Around 68% of these women have criminal ties for involvement in drug trafficking unrelated to larger networks of criminal organizations. It is essential, therefore, that the challenge of drug policy in Brazil and the region addresses a gender perspective.

It should be also be noted the recent decision of the Federal Supreme Court (STF) to withdraw the heinous nature of the conviction of two men convicted of drug trafficking for being first time offenders, have a good record, not devoted to crime or were part of a criminal organization. This decision will certainly have future impact on the issue of prison overcrowding caused by penalties that have been considered, including by the STF ministers as "disproportionate" in relation to small dealers conduct, especially women.

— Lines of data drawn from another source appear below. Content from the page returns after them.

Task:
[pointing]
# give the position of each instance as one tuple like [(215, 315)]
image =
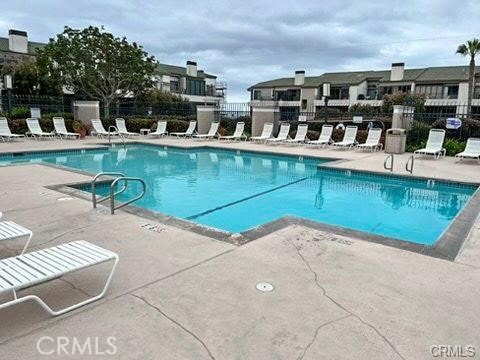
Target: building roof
[(32, 46), (180, 70), (430, 74)]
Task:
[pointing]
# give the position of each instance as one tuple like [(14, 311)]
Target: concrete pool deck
[(178, 294)]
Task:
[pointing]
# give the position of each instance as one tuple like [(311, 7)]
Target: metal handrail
[(120, 136), (411, 167), (391, 163), (113, 194), (94, 180)]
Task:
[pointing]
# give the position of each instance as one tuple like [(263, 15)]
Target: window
[(174, 85), (195, 87), (433, 91), (372, 92), (339, 93), (476, 92), (451, 91), (287, 95)]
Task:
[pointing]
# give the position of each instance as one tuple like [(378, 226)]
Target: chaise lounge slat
[(10, 230), (31, 269), (5, 131)]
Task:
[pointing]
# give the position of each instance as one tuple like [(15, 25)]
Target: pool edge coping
[(447, 247)]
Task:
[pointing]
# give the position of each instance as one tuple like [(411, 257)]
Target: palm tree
[(470, 48)]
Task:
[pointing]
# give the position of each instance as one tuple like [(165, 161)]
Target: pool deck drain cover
[(264, 286)]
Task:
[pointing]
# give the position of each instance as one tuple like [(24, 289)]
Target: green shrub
[(362, 110), (228, 124), (20, 113), (65, 115), (418, 133), (454, 146)]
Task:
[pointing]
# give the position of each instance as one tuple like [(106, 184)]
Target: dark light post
[(9, 86), (325, 100)]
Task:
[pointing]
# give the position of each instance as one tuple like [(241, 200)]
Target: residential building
[(17, 48), (195, 85), (191, 83), (443, 86)]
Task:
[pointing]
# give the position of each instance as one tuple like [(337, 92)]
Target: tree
[(471, 48), (402, 98), (95, 64), (27, 80)]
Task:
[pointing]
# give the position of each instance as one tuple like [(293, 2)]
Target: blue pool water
[(235, 191)]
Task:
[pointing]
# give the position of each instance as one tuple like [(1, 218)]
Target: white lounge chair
[(211, 133), (190, 130), (283, 134), (348, 140), (472, 150), (61, 129), (161, 129), (5, 132), (373, 140), (325, 137), (122, 128), (10, 230), (300, 136), (36, 131), (100, 130), (434, 145), (37, 267), (238, 134), (266, 133)]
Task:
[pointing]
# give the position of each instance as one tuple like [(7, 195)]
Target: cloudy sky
[(244, 42)]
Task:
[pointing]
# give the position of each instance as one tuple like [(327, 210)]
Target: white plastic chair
[(61, 129), (472, 150), (122, 128), (5, 132), (349, 137), (190, 130), (238, 134), (161, 129), (24, 271), (283, 134), (300, 135), (373, 140), (325, 137), (10, 230), (266, 133), (100, 130), (211, 133), (36, 131), (434, 146)]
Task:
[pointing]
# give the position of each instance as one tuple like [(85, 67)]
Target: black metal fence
[(46, 104), (428, 116)]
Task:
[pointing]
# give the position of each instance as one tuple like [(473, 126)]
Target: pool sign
[(453, 123)]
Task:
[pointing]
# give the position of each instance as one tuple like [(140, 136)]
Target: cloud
[(245, 42)]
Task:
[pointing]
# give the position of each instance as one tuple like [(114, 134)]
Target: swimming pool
[(237, 191)]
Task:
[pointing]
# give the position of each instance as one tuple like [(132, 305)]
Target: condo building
[(443, 86), (188, 82)]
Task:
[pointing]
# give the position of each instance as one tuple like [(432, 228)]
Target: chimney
[(299, 77), (18, 41), (398, 69), (192, 68)]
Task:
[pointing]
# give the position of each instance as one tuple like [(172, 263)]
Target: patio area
[(178, 294)]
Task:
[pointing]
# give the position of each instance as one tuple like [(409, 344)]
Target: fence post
[(402, 117), (262, 115), (85, 111), (205, 117)]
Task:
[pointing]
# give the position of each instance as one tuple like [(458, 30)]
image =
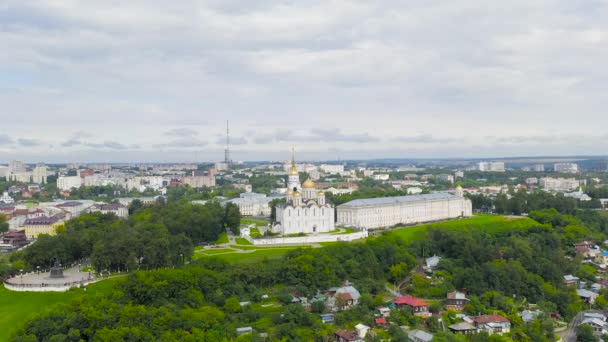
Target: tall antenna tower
[(227, 159)]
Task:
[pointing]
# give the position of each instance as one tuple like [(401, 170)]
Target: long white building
[(306, 210), (388, 211)]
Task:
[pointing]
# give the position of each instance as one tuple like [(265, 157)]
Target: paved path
[(70, 275)]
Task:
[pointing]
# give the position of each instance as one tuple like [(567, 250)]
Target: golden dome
[(308, 184)]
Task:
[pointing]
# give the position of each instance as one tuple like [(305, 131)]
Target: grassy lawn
[(213, 251), (259, 223), (267, 247), (18, 307), (248, 254), (255, 232), (489, 223), (223, 239), (256, 256), (242, 241)]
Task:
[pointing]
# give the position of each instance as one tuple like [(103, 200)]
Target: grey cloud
[(75, 139), (181, 132), (221, 140), (315, 135), (336, 135), (425, 139), (5, 139), (184, 143), (28, 142)]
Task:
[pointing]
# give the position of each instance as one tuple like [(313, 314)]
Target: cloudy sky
[(156, 80)]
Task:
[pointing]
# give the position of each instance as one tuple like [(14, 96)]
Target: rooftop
[(398, 199), (410, 301), (494, 318)]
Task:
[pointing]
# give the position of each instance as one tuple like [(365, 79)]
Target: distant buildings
[(67, 183), (199, 180), (5, 198), (388, 211), (491, 166), (559, 184), (252, 204), (110, 208), (41, 225), (418, 306), (306, 210), (566, 167), (39, 175), (332, 169)]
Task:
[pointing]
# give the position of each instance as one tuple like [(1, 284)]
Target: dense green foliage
[(3, 224), (521, 202), (503, 264), (154, 236)]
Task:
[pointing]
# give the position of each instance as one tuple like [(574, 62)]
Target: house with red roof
[(493, 324), (381, 321), (419, 307)]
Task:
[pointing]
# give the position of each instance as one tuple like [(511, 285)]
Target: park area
[(491, 224), (18, 307)]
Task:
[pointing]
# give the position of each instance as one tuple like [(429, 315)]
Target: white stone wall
[(306, 219), (309, 239), (404, 212)]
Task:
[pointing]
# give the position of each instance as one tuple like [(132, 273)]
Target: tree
[(584, 333), (3, 224), (232, 217), (232, 304)]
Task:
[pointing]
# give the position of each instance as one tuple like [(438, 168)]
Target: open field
[(242, 241), (259, 223), (18, 307), (222, 239), (489, 223), (240, 253)]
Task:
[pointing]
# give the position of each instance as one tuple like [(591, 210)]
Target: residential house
[(529, 315), (418, 306), (41, 225), (327, 318), (602, 258), (463, 328), (571, 280), (420, 336), (381, 321), (587, 296), (493, 324), (385, 312), (456, 301), (599, 327), (342, 298), (347, 336), (111, 208), (431, 263), (15, 238), (74, 208), (582, 248), (244, 330)]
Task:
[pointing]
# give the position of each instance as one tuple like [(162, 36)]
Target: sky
[(148, 80)]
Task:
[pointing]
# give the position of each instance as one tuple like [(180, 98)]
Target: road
[(570, 335)]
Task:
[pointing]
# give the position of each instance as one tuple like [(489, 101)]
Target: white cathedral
[(305, 210)]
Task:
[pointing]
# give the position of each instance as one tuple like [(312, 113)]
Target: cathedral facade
[(305, 210)]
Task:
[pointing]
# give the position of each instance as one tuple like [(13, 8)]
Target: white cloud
[(292, 72)]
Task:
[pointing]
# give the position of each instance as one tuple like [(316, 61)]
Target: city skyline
[(156, 81)]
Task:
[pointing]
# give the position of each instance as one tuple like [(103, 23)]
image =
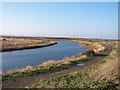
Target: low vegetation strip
[(50, 65), (99, 76), (12, 43)]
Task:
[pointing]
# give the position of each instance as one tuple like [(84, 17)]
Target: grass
[(45, 69), (49, 66), (84, 78)]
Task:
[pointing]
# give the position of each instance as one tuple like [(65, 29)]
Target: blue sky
[(67, 19)]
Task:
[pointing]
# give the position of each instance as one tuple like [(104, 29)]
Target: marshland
[(59, 45), (94, 67)]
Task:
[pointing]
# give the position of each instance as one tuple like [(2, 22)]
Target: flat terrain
[(100, 69), (19, 43)]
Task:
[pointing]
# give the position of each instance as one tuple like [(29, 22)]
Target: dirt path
[(23, 81)]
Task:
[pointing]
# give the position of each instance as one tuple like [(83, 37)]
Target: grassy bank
[(56, 65), (20, 43), (101, 76)]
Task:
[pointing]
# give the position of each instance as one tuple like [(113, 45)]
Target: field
[(100, 70), (19, 43)]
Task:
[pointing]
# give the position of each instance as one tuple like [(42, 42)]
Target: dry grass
[(9, 44)]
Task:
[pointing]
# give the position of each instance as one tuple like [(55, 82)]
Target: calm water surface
[(22, 58)]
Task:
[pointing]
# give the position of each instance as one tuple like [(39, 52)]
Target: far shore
[(21, 43)]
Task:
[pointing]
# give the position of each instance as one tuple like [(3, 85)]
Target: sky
[(61, 19)]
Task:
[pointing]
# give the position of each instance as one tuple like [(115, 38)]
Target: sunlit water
[(22, 58)]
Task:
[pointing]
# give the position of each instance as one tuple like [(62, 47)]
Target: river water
[(19, 59)]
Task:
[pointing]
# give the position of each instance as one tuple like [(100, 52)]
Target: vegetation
[(102, 75), (84, 78), (19, 43)]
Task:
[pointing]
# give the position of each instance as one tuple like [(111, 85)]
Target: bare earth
[(21, 82)]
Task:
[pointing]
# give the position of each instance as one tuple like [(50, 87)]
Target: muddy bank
[(11, 44)]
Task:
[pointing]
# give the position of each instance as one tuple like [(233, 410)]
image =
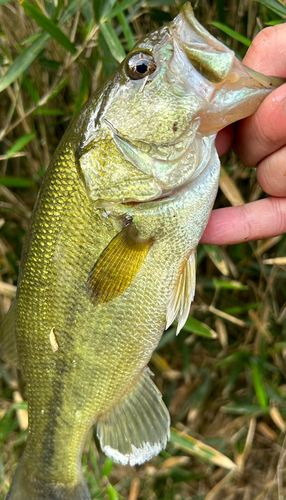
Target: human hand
[(260, 141)]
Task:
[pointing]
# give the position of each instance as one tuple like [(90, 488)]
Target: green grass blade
[(112, 41), (232, 33), (102, 8), (13, 182), (48, 26), (193, 325), (199, 449), (259, 385), (71, 9), (119, 8), (126, 30), (24, 61), (275, 6), (20, 144)]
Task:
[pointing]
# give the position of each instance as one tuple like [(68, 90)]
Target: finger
[(263, 133), (254, 221), (267, 51), (271, 173), (224, 139)]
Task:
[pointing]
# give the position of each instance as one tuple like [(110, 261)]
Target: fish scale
[(110, 256)]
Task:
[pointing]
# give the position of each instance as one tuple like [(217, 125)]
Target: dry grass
[(228, 392)]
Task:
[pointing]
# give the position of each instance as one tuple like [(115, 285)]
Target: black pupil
[(142, 67)]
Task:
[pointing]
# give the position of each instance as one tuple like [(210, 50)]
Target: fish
[(109, 261)]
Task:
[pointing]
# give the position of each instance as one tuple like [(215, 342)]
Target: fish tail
[(25, 486)]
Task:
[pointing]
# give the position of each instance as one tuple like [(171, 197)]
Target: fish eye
[(140, 65)]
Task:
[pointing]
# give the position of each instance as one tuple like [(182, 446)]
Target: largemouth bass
[(109, 261)]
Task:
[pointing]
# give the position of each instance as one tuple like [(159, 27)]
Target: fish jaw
[(233, 90)]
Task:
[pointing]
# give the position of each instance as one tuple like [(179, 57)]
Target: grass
[(223, 377)]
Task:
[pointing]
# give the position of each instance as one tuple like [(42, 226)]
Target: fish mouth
[(233, 90)]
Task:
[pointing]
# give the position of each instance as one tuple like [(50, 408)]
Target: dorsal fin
[(118, 265), (8, 347), (183, 294)]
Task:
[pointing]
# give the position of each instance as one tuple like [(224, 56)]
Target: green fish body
[(109, 261)]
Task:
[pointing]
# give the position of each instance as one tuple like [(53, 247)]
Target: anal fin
[(183, 294), (138, 427), (8, 346)]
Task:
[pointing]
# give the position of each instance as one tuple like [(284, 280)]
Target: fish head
[(178, 86)]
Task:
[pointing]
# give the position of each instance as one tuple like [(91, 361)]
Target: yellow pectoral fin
[(117, 265)]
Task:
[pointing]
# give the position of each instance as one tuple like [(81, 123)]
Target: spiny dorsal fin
[(8, 347), (183, 294), (117, 265), (138, 427)]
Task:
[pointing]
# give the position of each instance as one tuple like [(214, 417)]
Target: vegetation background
[(223, 378)]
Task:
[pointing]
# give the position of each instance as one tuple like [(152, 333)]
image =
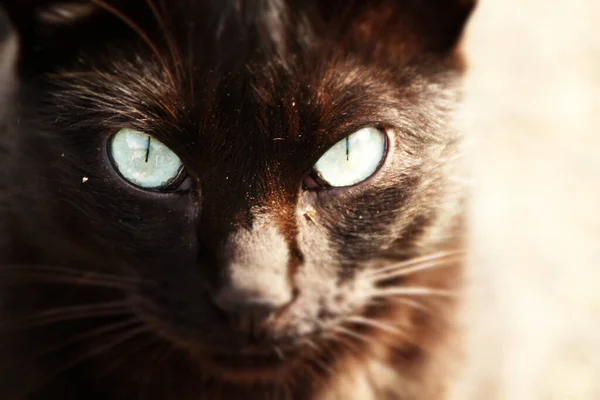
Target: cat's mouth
[(252, 363)]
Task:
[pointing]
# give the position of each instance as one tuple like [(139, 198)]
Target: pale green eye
[(353, 159), (143, 160)]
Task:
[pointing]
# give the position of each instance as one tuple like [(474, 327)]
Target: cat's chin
[(249, 365)]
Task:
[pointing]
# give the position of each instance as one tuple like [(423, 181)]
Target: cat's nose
[(248, 310)]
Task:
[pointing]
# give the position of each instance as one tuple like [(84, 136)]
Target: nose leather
[(254, 274)]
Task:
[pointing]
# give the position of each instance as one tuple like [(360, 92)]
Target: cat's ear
[(421, 25), (49, 29)]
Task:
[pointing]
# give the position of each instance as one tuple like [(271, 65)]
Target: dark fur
[(243, 265)]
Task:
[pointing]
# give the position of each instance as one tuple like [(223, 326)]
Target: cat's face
[(242, 171)]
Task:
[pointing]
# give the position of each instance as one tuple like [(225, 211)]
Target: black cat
[(229, 199)]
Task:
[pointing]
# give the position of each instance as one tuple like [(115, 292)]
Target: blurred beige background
[(533, 117)]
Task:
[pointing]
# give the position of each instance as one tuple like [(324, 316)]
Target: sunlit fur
[(109, 291)]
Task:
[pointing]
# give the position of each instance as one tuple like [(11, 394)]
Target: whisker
[(345, 342), (90, 335), (409, 302), (124, 357), (17, 278), (418, 260), (376, 324), (71, 272), (63, 314), (350, 333), (400, 270), (412, 291), (88, 355)]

2014 data from the Ministry of Justice indicate in the country a prison population of 622,202 people, of which 174,216 (28%) were convicted of crimes related to drugs. 


Partnership for the Goals

Strength the means of implementation and revitalize the global partnership for sustainable development

SDG 17 (strength the means of implementation and revitalize the global partnership for sustainable development). This goal has a strong relationship with the principles of international cooperation and shared responsibilities, incorporated in the drug control conventions. However, while official development assistance has increased, assistance to sectors related to drugs has declined significantly since 2008. Efforts to eliminate illicit cultivation might impact income sources and employment opportunities for farmers. Research shows that these efforts will only have a positive impact if they include development measures that ensure alternative livelihoods and restore security and force of law.

Interventions that aim to strengthen the influence of the law, the foundation of sustainable development, can influence the availability of drugs on the illicit market by reducing the supply through interdiction and increasing the risk for traffickers. This leads to a price increase in consumer markets. However, this can lead to violence, especially when they affect the internal and external structures of these illegal markets. These efforts must be thought of long-term and targeted to all the actors and elements of drug trafficking, since otherwise, may lead to increased violence. Prevention, early intervention, rehabilitation, care and social integration measures for drug users, based on scientific evidence, reduce drug use and its effects on public health, one of the most important components of the well-being of society. These benefits affect both users and society in general, proving to be effective in preventing HIV and viral hepatitis.